The hearing justice first granted Downcity's motion on its cross-claim against Cataldo for the amount owed under the loan. Turning to the motion against plaintiff, the hearing justice ruled that Downcity and RESOL were bona fide purchasers who were unaware of any impropriety surrounding Cataldo's ownership of the property. The hearing justice said that plaintiff's actions "set in motion the instrumentality that ultimately here caused the bona fide purchasers to extend the financial accommodations they did to Mr. Cataldo in exchange for the promissory notes and the security received by them; that is to say, the first and second mortgages [on the property]." Therefore, the hearing justice granted summary judgment in favor of Downcity and RESOL. Final judgment was entered for Downcity on March 4, 2008. The plaintiff timely appealed.
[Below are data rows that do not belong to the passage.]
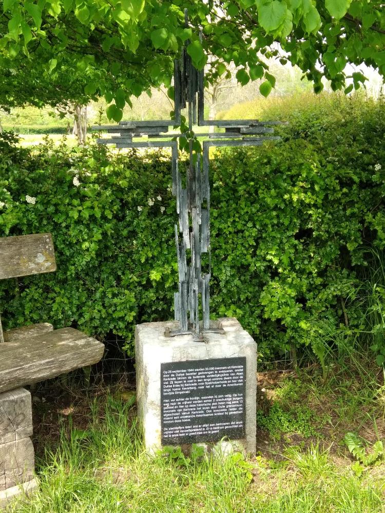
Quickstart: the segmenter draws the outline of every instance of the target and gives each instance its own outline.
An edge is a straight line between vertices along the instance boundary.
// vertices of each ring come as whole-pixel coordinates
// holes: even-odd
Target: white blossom
[[[30,203],[31,205],[34,205],[36,203],[36,198],[34,198],[33,196],[28,196],[28,194],[25,197],[25,201],[27,203]]]

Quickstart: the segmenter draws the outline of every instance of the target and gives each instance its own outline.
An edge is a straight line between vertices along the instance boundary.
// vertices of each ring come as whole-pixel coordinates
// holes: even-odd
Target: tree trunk
[[[86,144],[87,140],[87,105],[76,104],[74,107],[72,133],[78,137],[80,145]]]

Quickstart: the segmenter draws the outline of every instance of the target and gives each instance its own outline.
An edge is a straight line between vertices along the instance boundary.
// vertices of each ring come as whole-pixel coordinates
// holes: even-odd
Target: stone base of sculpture
[[[234,318],[218,320],[220,332],[204,333],[202,341],[192,334],[165,336],[178,326],[136,327],[138,416],[146,449],[153,454],[180,445],[188,451],[199,443],[208,451],[255,454],[255,342]]]

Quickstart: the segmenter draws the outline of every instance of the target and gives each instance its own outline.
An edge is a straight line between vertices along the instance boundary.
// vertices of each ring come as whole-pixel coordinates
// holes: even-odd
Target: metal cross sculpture
[[[186,46],[188,44],[187,42]],[[114,144],[117,148],[170,147],[172,193],[176,198],[179,223],[175,225],[175,240],[179,274],[178,291],[174,293],[175,317],[179,329],[165,334],[172,337],[193,333],[201,340],[205,332],[219,330],[210,323],[210,185],[209,151],[211,146],[256,146],[264,141],[279,139],[263,136],[274,132],[272,126],[279,122],[250,120],[206,120],[204,108],[204,70],[193,65],[185,47],[179,59],[174,62],[175,118],[172,120],[122,121],[119,125],[93,127],[106,130],[110,139],[100,139],[101,144]],[[203,151],[193,157],[192,140],[189,141],[189,166],[185,179],[178,169],[178,139],[183,133],[170,133],[169,127],[179,126],[181,110],[188,108],[188,128],[194,125],[215,126],[224,129],[216,133],[199,133],[206,137]],[[270,126],[269,126],[270,125]],[[133,138],[148,139],[133,141]],[[157,141],[157,139],[162,141]],[[183,186],[183,184],[185,186]],[[207,268],[202,269],[202,255],[207,253]],[[200,322],[200,304],[203,319]]]

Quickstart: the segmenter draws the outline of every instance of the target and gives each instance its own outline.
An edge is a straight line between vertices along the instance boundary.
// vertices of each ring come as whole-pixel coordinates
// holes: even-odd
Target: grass
[[[246,459],[198,449],[149,457],[132,392],[98,390],[89,398],[77,390],[64,405],[47,397],[35,408],[40,490],[13,513],[384,511],[383,458],[358,465],[344,442],[355,432],[369,453],[385,439],[383,377],[367,362],[362,368],[336,366],[326,383],[315,366],[260,374],[260,411],[268,416],[278,404],[285,421],[260,425],[258,454]],[[300,406],[312,412],[303,422],[314,429],[305,436]]]

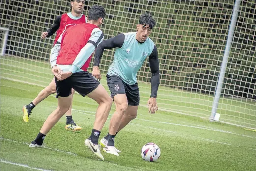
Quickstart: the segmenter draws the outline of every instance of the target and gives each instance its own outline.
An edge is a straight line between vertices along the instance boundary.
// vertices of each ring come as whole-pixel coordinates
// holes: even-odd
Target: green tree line
[[[85,1],[84,13],[94,3],[107,15],[102,29],[107,39],[135,31],[139,16],[148,13],[157,25],[150,35],[158,48],[161,84],[172,88],[213,94],[217,86],[234,1]],[[241,1],[225,73],[223,95],[256,99],[256,2]],[[66,1],[2,1],[1,26],[10,29],[6,53],[49,59],[54,36],[42,41],[41,33],[55,18],[70,11]],[[113,60],[105,52],[102,65]],[[150,81],[149,63],[138,80]]]

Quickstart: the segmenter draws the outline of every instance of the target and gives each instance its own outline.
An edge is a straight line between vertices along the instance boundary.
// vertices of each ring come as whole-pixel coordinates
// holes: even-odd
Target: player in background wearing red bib
[[[91,134],[85,141],[85,145],[97,157],[104,160],[98,140],[108,118],[112,99],[100,82],[88,72],[87,68],[92,53],[104,38],[99,27],[105,14],[104,7],[93,5],[89,10],[88,23],[67,29],[52,48],[50,63],[55,76],[58,107],[48,116],[37,136],[30,144],[30,147],[44,147],[43,142],[46,134],[71,104],[73,88],[82,96],[87,96],[99,104]]]
[[[41,37],[44,39],[53,35],[57,32],[54,42],[54,45],[60,35],[68,28],[82,23],[87,23],[86,17],[82,14],[85,6],[84,0],[72,0],[71,2],[71,12],[57,17],[51,28],[47,31],[42,33]],[[40,102],[46,98],[49,95],[56,93],[56,87],[53,79],[50,84],[38,94],[36,98],[29,104],[23,106],[23,121],[29,122],[29,117],[32,113],[32,110]],[[72,90],[72,96],[75,91]],[[65,128],[69,130],[77,131],[82,128],[77,125],[73,120],[71,115],[71,105],[66,113],[66,124]]]

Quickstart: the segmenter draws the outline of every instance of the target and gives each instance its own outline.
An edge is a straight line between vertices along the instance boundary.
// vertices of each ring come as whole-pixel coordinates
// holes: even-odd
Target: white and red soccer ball
[[[149,162],[155,162],[160,157],[160,148],[156,144],[149,143],[142,148],[141,155],[143,159]]]

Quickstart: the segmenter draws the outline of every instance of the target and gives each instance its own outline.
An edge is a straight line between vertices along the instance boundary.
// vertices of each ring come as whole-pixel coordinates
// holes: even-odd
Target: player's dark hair
[[[149,28],[153,29],[156,24],[156,21],[148,14],[142,14],[139,17],[139,24],[146,26],[148,24]]]
[[[69,4],[69,5],[70,5],[70,11],[72,11],[72,7],[73,7],[72,6],[72,5],[71,5],[71,2],[74,2],[74,1],[75,1],[75,0],[70,0],[70,3]],[[85,0],[84,0],[84,1],[85,1]]]
[[[106,15],[106,11],[102,6],[94,4],[89,10],[88,13],[88,20],[98,20],[100,18],[103,19]]]

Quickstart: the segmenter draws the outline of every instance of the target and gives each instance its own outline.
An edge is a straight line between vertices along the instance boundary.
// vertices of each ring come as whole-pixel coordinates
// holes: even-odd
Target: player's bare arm
[[[43,32],[41,34],[41,38],[43,39],[45,39],[46,37],[50,37],[57,31],[59,28],[60,24],[60,20],[61,19],[61,16],[57,16],[55,21],[54,21],[54,24],[51,28],[48,29],[47,31]]]

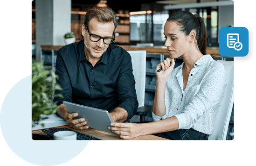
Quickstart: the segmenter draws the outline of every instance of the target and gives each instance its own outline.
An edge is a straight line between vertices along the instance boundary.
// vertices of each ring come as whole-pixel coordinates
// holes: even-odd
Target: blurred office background
[[[31,2],[32,57],[55,65],[56,49],[42,45],[65,45],[64,35],[72,32],[76,41],[83,39],[81,27],[86,12],[94,6],[108,6],[117,13],[118,25],[113,44],[125,47],[146,46],[164,49],[164,26],[170,15],[187,10],[202,17],[207,32],[208,50],[218,52],[218,30],[234,26],[234,1],[229,0],[33,0]],[[217,52],[216,52],[217,50]],[[218,53],[217,59],[223,58]],[[155,67],[167,55],[147,52],[145,105],[152,105],[155,90]],[[176,60],[175,67],[182,63]],[[146,120],[152,120],[151,115]],[[227,140],[234,139],[234,108]]]

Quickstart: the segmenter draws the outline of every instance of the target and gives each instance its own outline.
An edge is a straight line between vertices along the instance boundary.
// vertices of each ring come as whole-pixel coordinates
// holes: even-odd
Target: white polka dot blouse
[[[179,129],[192,128],[211,134],[227,84],[224,66],[210,55],[203,56],[195,62],[183,90],[183,65],[184,62],[174,69],[168,78],[166,114],[160,117],[152,112],[152,116],[157,121],[175,116],[179,121]]]

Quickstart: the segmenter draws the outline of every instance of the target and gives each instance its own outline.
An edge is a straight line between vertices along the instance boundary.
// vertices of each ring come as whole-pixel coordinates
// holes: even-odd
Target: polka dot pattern
[[[152,113],[154,121],[175,116],[179,129],[193,128],[211,134],[213,124],[227,84],[222,64],[205,55],[197,60],[183,90],[183,63],[173,70],[168,78],[165,92],[166,111],[162,116]]]

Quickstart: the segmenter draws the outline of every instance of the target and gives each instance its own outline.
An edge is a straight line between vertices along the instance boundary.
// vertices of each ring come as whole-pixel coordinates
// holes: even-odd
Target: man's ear
[[[84,26],[84,24],[83,24],[82,26],[82,35],[84,37],[84,35],[85,35],[85,26]]]
[[[193,30],[188,34],[188,39],[189,43],[193,43],[195,39],[195,32]]]

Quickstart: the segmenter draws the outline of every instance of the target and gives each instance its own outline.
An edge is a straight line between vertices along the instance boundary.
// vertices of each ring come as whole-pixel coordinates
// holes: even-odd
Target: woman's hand
[[[123,139],[131,139],[140,135],[139,124],[133,123],[111,123],[109,129],[119,135]]]
[[[166,79],[170,76],[172,71],[173,70],[175,63],[174,59],[167,57],[163,62],[158,64],[156,67],[157,79],[159,80]],[[162,69],[162,70],[159,72],[157,70]]]

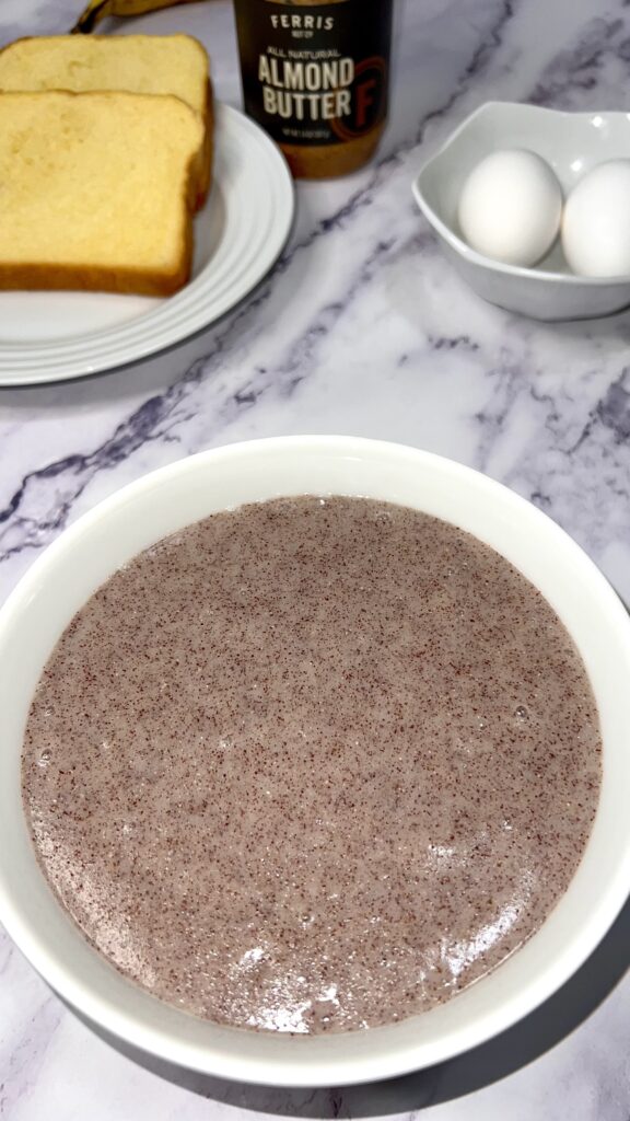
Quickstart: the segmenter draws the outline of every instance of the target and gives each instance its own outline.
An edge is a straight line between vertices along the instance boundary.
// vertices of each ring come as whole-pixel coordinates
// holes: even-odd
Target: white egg
[[[573,188],[562,242],[578,276],[630,275],[630,159],[600,164]]]
[[[508,265],[536,265],[556,240],[562,187],[532,151],[506,148],[487,156],[469,175],[457,217],[469,245]]]

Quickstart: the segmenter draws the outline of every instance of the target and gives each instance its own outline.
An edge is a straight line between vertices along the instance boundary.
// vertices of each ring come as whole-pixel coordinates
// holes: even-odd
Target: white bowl
[[[584,659],[600,708],[603,786],[584,858],[521,949],[451,1002],[343,1036],[217,1027],[161,1003],[87,945],[35,859],[20,798],[33,692],[76,610],[120,565],[206,515],[277,495],[368,495],[425,510],[487,541],[547,597]],[[447,1059],[509,1027],[585,961],[630,890],[630,620],[604,577],[545,515],[485,476],[396,444],[286,437],[220,448],[156,471],[101,503],[33,565],[0,611],[0,919],[84,1016],[148,1053],[228,1078],[326,1086]]]
[[[529,148],[554,168],[566,194],[608,159],[630,158],[630,113],[564,113],[491,101],[478,109],[421,168],[414,196],[442,248],[471,288],[491,304],[535,319],[586,319],[630,305],[630,276],[574,276],[559,243],[536,268],[493,261],[460,235],[457,203],[481,159],[499,148]]]

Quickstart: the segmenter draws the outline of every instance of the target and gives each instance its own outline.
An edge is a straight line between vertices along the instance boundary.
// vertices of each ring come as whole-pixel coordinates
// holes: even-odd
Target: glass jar
[[[387,121],[392,0],[235,0],[245,112],[293,174],[346,175]]]

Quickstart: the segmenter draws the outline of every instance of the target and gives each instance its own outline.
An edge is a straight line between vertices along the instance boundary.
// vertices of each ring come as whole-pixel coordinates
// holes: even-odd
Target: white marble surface
[[[66,30],[81,7],[2,0],[0,43]],[[482,304],[441,258],[409,191],[420,160],[484,100],[630,109],[628,0],[399,0],[397,20],[378,163],[300,186],[291,242],[250,300],[137,369],[0,390],[0,599],[65,525],[152,467],[253,436],[348,432],[430,448],[506,482],[573,534],[630,602],[630,313],[543,326]],[[124,30],[140,28],[200,35],[220,96],[239,102],[226,0]],[[473,1055],[389,1085],[289,1093],[121,1054],[4,939],[0,1117],[628,1121],[630,981],[614,986],[628,945],[624,912],[566,990]]]

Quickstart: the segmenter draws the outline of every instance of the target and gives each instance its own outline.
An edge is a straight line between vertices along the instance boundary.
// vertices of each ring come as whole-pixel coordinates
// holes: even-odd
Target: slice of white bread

Final judgment was entered for RESOL on March 11, 2008.5

Standard of Review

"This Court reviews the granting of summary judgment de novo and applies the same standards as the motion justice." Carrozza v. Voccola, 962 A.2d 73, 76 (R.I. 2009) (quoting McAdam v. Grzelczyk, 911 A.2d 255, 259 (R.I.2006)). Summary judgment is appropriate when, after viewing the admissible evidence in the light most favorable to the nonmoving party, "no genuine issue of material fact is evident from `the pleadings, depositions, answers to interrogatories, and admissions on file, together with the affidavits, if any' and the motion justice finds that the moving party is entitled to prevail as a matter of law." Smiler v. Napolitano, 911 A.2d 1035, 1038 (R.I.2006) (quoting Rule 56(c)).

Analysis

Based on our de novo review, we conclude that plaintiff has failed to establish a genuine issue of material fact and that defendants are entitled to judgment as a matter of law. The hearing justice said that defendants were "essentially bona fide purchasers without knowledge or any information * * * that Mr. Cataldo was anything other than the full fee owner of the real estate situated at 87 Belfield Drive." The defendants were entitled to rely on the validity of the deed as recorded in the Land Evidence Records. See 27 Williston on Contracts § 70:47 at 343 (Richard A. Lord 4th ed. 2003) (purchasers of real property "have a right to rely on recorded public records"). The purpose of recording statutes is to provide protection to those diligent enough to conduct a search of the title records. See Domarad v. Fisher & Burke, Inc., 270 Cal.App.2d 543, 76 Cal.Rptr. 529, 536 (1969) (describing purpose of recording statutes as giving "notice to prospective purchasers or mortgagees of land of all existing and outstanding estates, titles or interest, whether valid or invalid, that may affect their rights as bona fide purchasers"). Rhode Island has long recognized the defense of bona fide purchaser for value and the protections to which such a purchaser is entitled. See, e.g., Coombs v. Aborn, 29 R.I. 40, 68 A. 817 (1908); Babcock v. Wells, 25 R.I. 23, 54 A. 596 (1903); Arnold v. Carpenter, 16 R.I. 560, 18 A. 174 (1889). A bona fide purchaser is a purchaser for value, in good faith, and without any knowledge of adverse claims.6 See Fleckhamer v. Fleckhamer, 50 R.I. 363, 366-67, 147 A. 886, 888 (1929). "The theory behind the rule is to protect innocent purchasers and to allow them to obtain and convey unsullied interests." Sun Valley Land and Minerals, Inc. v. Burt, 123 Idaho 862, 853 P.2d 607, 611 (Ct.App.1993).